Back in the sound shack. Seaman Lester Warren was completely oblivious to the historic operation that had just been concluded in the Defiance’s sick bay. Though his prayers were certainly with Petty Officer Roth, he had no time to let his thoughts wander. For the myriad of wondrous sounds that were currently streaming into the headphones were unlike any he had ever heard before. The Texan was able to identify the distinctive crackling cries of shrimp, the tremulous, vibrating barks of several species of seal, and the high-pitched clicks and mournful moans of a herd of passing narwhal.

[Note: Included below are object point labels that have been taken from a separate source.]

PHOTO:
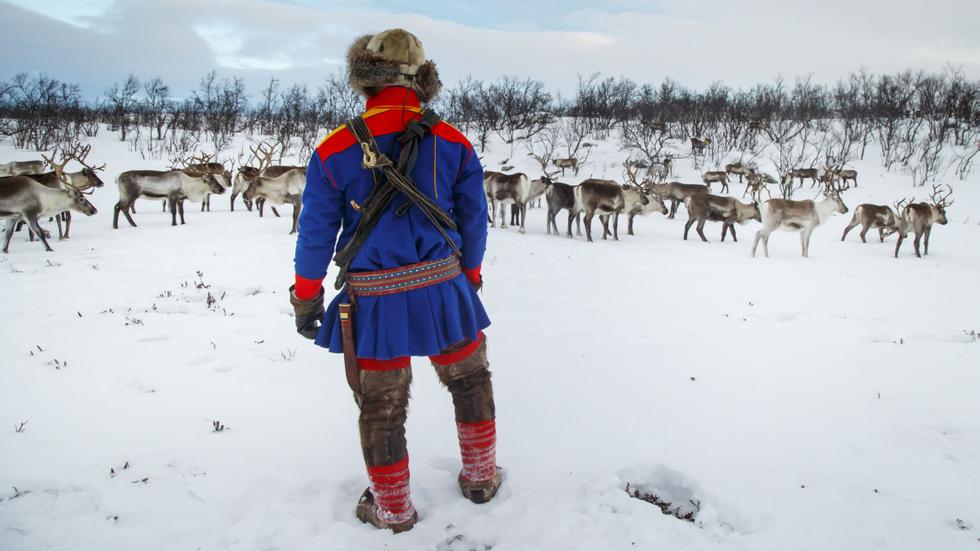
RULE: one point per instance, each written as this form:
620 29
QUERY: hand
474 276
309 313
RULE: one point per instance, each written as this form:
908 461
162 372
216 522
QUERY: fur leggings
385 395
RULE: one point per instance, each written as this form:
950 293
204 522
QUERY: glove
309 313
473 274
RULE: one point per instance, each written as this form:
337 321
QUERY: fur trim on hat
368 73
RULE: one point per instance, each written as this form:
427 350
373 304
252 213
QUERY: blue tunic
425 321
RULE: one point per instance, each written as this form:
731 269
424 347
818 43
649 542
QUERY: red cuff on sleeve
307 288
472 274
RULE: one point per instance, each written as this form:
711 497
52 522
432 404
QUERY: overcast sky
696 42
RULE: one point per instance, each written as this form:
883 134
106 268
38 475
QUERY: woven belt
403 279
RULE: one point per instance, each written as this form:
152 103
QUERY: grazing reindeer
755 184
842 174
505 189
171 185
247 174
803 173
243 178
82 180
698 144
604 197
922 216
798 216
571 163
887 221
716 176
18 168
640 199
286 187
738 168
22 198
535 192
676 192
220 172
727 210
562 196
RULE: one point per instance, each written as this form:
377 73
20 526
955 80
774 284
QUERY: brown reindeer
798 216
727 210
738 168
698 145
639 199
505 189
719 176
922 216
676 192
803 173
22 198
174 186
756 183
562 196
82 180
18 168
604 197
882 217
571 163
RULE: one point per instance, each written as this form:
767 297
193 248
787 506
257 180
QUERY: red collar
395 96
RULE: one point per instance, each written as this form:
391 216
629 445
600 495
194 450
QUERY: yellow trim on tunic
369 113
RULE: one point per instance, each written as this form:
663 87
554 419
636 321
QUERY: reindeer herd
27 194
609 199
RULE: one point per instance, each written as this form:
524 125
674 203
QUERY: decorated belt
403 279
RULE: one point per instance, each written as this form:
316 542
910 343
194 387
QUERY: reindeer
247 174
727 210
243 178
535 192
802 173
716 176
755 184
843 175
738 168
174 186
798 216
286 187
676 192
604 197
571 163
887 221
640 200
82 180
220 172
561 196
18 168
22 198
921 216
698 144
504 189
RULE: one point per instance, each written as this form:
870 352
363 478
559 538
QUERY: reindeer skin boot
466 374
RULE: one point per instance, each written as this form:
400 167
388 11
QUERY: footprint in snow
681 496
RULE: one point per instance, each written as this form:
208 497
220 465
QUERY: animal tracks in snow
679 495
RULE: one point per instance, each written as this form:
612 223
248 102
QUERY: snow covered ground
820 403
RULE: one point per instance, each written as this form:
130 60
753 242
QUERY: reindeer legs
8 232
31 220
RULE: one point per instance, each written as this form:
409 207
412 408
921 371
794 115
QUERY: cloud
301 41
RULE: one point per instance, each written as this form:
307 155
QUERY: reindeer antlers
901 204
263 153
940 198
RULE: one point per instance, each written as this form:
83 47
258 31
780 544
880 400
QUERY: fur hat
391 58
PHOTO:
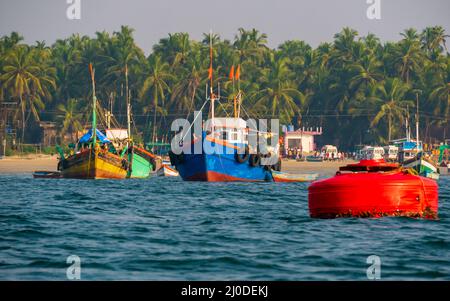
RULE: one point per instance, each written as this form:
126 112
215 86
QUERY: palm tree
441 96
174 49
391 103
71 121
156 84
24 78
365 72
408 54
279 95
434 39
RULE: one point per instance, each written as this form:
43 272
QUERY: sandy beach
28 164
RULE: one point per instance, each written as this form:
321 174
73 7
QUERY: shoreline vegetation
357 88
30 163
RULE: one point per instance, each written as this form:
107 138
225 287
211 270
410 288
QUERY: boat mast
417 119
94 106
212 96
239 95
127 95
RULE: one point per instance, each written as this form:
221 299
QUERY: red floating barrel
373 188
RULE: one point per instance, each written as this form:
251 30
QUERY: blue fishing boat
230 159
222 152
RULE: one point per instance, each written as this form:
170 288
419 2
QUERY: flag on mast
238 72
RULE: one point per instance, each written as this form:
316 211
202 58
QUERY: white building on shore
302 139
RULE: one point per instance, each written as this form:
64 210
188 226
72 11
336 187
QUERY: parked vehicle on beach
371 153
329 152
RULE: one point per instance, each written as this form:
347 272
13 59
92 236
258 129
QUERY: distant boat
167 171
411 154
423 167
279 176
95 160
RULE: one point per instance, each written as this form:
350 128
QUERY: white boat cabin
232 130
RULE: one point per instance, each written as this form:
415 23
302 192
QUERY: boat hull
93 165
142 163
220 168
292 178
390 194
167 171
423 168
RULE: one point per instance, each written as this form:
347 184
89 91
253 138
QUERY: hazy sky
314 21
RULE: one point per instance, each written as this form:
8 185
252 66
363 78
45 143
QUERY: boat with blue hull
222 151
224 165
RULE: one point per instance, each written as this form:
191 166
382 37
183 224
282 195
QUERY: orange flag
232 73
210 72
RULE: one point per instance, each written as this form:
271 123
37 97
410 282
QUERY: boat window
223 135
234 136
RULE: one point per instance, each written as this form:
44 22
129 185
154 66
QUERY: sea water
167 229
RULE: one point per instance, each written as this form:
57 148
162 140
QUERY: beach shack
302 138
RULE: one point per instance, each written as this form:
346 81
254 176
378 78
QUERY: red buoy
373 188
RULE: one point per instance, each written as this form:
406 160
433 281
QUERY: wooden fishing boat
279 176
94 164
142 163
423 167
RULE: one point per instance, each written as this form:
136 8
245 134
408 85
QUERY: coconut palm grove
357 88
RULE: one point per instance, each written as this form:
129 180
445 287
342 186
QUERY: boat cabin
390 153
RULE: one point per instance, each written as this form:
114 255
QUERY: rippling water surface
167 229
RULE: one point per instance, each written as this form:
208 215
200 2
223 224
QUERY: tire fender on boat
241 158
255 160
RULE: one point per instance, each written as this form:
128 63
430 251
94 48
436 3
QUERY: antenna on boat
94 106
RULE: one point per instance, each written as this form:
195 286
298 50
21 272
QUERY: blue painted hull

Since this was only Warren’s second Arctic cruise, many of these noises were still new to him. Under Stanley Roth’s expert guidance, his last patrol in these waters had been a great learning experience, and today Lester readily applied his knowledge during his colleague’s conspicuous absence.
By and far the dominant noise presently passing through the sub’s hydrophones was the grinding, fracturing sound of the ice topside. This raucous racket was an overriding presence and was unique in its intensity. Try as he could, Lester had a difficult time visualizing what this sea of constantly shifting ice must look like. Back home in San Antonio, Texas, the winters were fairly mild. An ice storm occasionally paid them a visit, but this was definitely an exception to the norm. During his entire childhood, he could only remember it snowing a handful of times. Yet in each instance, he’d been one of the first kids out in the powdery white precipitation, making a snowman or having a snowball fight.
Lester was looking forward to the moment when the Defiance would surface in an open lead in the ice. At that time he planned to ask the XO for permission to go topside and check out this winter wonderland with his own eyes. Perhaps if he got lucky, he might even get a glimpse of a polar bear or a real live Eskimo! Then he’d certainly have something special to share with the folks back home during his next leave.